The third proposal relates to data privacy, promises protection against “abusive data practices,” and “agency over how your data is used.” This is a promise a long time coming. Data protection has always been an issue, and recently with Facebook’s “privacy scandal” it has skyrocketed in importance. Teachers are actively warning students about the dangers of social media, about how your data is being used without regard for your safety, parents are discouraging their children from connecting with their generation via social media sites like TikTok, everyone and their mother sees it as necessary to defend themselves from social media. So the fact that this issue is in the Ai Bill of Rights should not be surprising.
It says that “you should be protected from violations of privacy through design choices that ensure such protections are included by default, including ensuring that data collection conforms to reasonable expectations and that only data strictly necessary for the specific context is collected.” So AI systems should be designed in such a way that your privacy is protected by default, and that data collection remains within reasonable expectations and only occurs when strictly necessary. The Bill also says that “Designers, developers, and deployers…should seek your permission and respect your decisions regarding collection, use, access, transfer, and deletion of your data in appropriate ways and to the greatest extent possible.” When not possible, alternatives should be offered.
The fourth proposal has to do with TOS. Yes, the infamous terms of service, those long documents that nobody reads. The fourth part of the Bill, Notice and Explanation, plans to ensure that the TOS is shorter and more readable. It seeks to ensure that the designers, developers, and deployers of automated systems provide accessible and generally understandable information about the role their automated systems play. What they do, why they do it, etc.
The final part of the Bill, Human Alternatives, Consideration, and Fallback, wants to ensure that automated processes have a back-up option. This mostly applies to automated systems that are explicitly created to assist with human processes. Think automated customer service, 911 calls, that sort of thing. In “appropriate cases,” appropriateness determined by the context of the situation, there should be a human alternative that is readily available to the user. In situations where the automated system fails, there should be an available human resource that can do what the automated system could. Additionally, in areas relating to “sensitive domains” the automated system should be further refined to fit the domain better. An automated 911 receiver, for example, should be held to a higher standard than a customer-service bot at Lowes.

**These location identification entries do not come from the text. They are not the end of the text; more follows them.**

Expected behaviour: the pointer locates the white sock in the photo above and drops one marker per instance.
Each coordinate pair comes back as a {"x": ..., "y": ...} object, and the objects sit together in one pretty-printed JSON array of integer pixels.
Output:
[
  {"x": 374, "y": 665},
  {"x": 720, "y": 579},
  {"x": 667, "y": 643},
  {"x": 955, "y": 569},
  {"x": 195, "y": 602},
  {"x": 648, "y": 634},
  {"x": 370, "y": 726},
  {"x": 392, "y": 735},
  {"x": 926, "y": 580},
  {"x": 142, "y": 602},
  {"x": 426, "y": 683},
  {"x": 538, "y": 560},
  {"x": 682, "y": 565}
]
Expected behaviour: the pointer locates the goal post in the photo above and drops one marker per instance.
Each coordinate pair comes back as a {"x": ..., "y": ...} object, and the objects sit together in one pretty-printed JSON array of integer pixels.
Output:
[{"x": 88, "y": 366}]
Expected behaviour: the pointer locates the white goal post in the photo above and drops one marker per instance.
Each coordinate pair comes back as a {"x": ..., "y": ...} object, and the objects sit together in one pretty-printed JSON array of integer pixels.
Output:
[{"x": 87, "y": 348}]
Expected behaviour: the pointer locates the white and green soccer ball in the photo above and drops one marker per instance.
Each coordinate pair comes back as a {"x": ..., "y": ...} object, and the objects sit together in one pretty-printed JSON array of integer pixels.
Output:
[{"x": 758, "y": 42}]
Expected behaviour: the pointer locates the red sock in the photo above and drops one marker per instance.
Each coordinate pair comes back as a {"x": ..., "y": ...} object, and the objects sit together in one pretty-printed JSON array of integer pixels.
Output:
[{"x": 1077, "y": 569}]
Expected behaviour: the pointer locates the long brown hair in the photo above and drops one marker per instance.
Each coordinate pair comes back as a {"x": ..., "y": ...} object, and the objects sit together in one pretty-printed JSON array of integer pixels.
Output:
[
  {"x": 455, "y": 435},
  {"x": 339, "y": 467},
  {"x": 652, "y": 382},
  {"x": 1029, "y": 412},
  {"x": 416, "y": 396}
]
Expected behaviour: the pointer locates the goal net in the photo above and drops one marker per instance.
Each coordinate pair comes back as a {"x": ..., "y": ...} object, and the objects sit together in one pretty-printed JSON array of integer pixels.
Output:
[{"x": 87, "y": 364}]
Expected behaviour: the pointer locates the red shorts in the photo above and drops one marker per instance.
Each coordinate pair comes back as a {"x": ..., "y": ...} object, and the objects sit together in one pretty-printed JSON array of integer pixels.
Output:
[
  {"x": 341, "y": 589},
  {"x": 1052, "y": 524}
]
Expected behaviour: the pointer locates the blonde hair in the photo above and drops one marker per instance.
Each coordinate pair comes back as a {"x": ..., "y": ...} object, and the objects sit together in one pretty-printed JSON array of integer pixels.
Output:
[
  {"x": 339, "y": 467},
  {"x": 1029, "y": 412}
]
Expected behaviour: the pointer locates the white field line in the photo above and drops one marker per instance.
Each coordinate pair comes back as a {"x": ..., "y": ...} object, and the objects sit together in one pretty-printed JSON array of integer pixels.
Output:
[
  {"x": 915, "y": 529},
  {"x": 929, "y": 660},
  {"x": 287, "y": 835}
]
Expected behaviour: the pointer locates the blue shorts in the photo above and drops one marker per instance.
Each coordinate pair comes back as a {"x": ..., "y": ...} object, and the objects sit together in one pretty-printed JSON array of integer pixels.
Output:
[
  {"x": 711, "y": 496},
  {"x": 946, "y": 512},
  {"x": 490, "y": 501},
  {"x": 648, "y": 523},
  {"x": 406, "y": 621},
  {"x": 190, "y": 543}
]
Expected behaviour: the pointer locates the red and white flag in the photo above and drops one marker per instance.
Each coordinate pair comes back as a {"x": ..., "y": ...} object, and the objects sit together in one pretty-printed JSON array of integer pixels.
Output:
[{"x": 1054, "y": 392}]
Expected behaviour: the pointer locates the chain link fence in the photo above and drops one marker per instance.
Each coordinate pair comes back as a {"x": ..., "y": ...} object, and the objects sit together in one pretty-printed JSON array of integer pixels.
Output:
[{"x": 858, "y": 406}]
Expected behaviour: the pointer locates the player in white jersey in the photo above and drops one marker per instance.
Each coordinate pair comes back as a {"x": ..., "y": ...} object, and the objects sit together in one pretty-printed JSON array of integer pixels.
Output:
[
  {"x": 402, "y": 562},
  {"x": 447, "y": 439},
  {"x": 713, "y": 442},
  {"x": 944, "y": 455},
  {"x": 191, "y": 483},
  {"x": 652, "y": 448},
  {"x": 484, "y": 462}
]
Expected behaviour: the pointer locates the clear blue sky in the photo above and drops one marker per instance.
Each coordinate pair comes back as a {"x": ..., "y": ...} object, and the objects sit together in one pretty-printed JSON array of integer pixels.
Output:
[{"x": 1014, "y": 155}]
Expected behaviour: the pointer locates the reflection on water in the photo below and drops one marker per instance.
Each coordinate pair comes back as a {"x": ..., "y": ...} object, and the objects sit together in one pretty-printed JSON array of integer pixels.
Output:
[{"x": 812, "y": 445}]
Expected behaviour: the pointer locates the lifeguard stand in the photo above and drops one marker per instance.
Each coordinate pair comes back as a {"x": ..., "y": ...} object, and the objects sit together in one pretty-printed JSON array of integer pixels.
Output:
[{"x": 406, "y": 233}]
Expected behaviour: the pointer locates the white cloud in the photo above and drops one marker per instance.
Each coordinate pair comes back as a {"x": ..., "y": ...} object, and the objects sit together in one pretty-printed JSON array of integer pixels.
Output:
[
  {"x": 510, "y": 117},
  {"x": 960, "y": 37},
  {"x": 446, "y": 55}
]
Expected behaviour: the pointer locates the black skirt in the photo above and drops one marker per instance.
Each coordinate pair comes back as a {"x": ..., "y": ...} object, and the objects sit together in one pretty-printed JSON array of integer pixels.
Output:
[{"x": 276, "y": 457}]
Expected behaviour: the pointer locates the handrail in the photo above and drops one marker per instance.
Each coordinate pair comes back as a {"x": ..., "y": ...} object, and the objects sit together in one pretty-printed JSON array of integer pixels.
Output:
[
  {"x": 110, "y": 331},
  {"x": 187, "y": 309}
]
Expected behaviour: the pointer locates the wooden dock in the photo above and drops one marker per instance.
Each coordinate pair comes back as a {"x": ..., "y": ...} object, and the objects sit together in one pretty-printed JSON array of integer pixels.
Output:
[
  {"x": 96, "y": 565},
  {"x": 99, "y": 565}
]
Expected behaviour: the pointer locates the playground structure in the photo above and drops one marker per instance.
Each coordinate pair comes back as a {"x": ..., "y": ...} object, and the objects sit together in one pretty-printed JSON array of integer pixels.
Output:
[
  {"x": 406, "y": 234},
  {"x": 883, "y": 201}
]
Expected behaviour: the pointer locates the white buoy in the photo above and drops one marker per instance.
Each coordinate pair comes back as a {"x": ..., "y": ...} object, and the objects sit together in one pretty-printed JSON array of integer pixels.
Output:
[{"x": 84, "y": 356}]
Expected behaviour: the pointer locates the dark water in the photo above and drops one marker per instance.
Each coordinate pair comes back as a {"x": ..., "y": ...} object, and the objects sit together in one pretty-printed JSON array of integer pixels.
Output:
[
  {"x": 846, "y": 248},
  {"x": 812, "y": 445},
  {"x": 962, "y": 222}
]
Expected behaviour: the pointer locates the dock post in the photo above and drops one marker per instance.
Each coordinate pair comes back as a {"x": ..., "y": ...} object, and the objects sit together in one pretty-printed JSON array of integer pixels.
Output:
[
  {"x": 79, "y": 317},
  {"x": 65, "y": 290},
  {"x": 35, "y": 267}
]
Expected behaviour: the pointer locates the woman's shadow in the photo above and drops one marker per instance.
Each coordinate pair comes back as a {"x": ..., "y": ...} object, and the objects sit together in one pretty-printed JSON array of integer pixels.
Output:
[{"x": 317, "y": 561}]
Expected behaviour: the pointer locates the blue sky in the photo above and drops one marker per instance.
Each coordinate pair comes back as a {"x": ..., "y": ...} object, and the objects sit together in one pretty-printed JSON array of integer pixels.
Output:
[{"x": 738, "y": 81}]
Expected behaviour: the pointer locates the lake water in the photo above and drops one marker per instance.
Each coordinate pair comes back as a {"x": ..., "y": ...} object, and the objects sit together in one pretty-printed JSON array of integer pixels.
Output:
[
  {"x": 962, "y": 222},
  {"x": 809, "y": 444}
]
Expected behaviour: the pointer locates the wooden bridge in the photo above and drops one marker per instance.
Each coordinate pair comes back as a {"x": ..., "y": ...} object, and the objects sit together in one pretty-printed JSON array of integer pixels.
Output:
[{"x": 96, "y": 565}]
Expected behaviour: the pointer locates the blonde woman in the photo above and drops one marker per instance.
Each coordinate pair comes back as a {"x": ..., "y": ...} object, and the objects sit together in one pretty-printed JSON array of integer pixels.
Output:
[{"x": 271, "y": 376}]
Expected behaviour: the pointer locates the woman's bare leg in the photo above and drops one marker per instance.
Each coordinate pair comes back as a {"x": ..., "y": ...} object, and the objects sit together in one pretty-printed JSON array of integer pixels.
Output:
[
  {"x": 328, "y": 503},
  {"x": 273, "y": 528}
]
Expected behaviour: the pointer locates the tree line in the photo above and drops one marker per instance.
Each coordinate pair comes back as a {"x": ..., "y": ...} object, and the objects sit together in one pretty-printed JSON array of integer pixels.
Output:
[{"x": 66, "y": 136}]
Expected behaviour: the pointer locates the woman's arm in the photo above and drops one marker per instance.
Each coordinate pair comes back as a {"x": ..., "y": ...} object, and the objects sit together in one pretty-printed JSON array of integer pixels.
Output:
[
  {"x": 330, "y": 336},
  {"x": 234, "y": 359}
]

The AI Bill of Rights is not a finished document. It promises a lot, but the actual measures for protections the Bill has introduced are badly defined and clearly unfinished. Then again, the document is only a blueprint. It is not a legal document, and these protections will likely not be put in place for at least a couple more years. They need to be reviewed, refined, and re-written until they are sufficient for a full legal document. The AI Bill of Rights is a direction, a possible plan for the protections that might be necessary in the future, and it is not a perfect document.
But it is the first big step towards legislation around social media.